Novel study of joining of acrylonitrile butadiene styrene and polycarbonate plate by using friction stir welding with double-step shoulder

Abstract

Friction Stir Welding (FSW) is one of the most efficient joining process for joining of plastics. The aim of the present work is to introduce the concept of a double step shoulder over the conventional single shoulder tool to eliminate the effect of excessive flashing of polymers and investigate the suitable process parameters for FSWed dissimilar joints. Acrylonitrile Butadiene Styrene (ABS) and Polycarbonate (PC) plates of 6 mm thickness were joined in square butt configuration by FSW process with H13 tool steel having Right-Hand Threaded (RHT) cylindrical pin profile. To study the ultimate tensile strength, extensibility, joint efficiency, and fracture locations, a L27 orthogonal array was designed with input parameters namely, tool rotational speed (rpm), tool traverse speed (mm/s), and tool tilt angle (°). The RHT pin profile tool rotate in the clockwise direction while advancing forward gives defect free welding while the counter-clockwise direction of rotation expels the material outside thereby generating defective weld.
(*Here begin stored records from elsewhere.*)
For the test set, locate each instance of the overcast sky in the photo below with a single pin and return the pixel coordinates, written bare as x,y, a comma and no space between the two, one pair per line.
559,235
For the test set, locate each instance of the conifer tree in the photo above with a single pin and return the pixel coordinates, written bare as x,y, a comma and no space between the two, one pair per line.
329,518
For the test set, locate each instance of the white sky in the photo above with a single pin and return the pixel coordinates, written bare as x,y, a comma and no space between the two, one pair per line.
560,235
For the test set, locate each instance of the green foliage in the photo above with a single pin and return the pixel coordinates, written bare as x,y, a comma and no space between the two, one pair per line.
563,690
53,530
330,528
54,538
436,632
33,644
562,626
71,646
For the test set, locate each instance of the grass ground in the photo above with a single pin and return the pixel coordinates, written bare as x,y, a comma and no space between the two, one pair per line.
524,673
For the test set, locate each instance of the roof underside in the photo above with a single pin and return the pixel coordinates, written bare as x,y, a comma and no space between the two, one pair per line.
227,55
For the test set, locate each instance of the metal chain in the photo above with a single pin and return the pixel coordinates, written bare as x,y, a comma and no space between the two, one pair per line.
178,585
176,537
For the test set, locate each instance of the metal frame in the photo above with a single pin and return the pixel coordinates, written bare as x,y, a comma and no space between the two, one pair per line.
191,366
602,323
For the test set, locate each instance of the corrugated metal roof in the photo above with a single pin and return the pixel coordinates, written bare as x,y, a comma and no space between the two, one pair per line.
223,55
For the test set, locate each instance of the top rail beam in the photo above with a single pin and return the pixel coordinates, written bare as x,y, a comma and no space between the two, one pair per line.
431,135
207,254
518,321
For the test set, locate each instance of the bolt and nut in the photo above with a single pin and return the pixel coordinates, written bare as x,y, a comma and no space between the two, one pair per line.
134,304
The diameter of the lower shoulder was kept small for reducing friction between tool work-piece interfaces. Maximum Ultimate Tensile Strength (UTS) of 22.41 MPa (73.16% of base material) was obtained at a tool rotational speed of 1600 rpm, tool traverse speed of 0.2 mm/s and tool tilt angle of 2°. Microstructural analysis revealed an interlocked phenomenon, the transportation of PC flash into the ABS side and tightly locked both polymers. A close relationship between UTS, fracture locations, and microstructures has been established.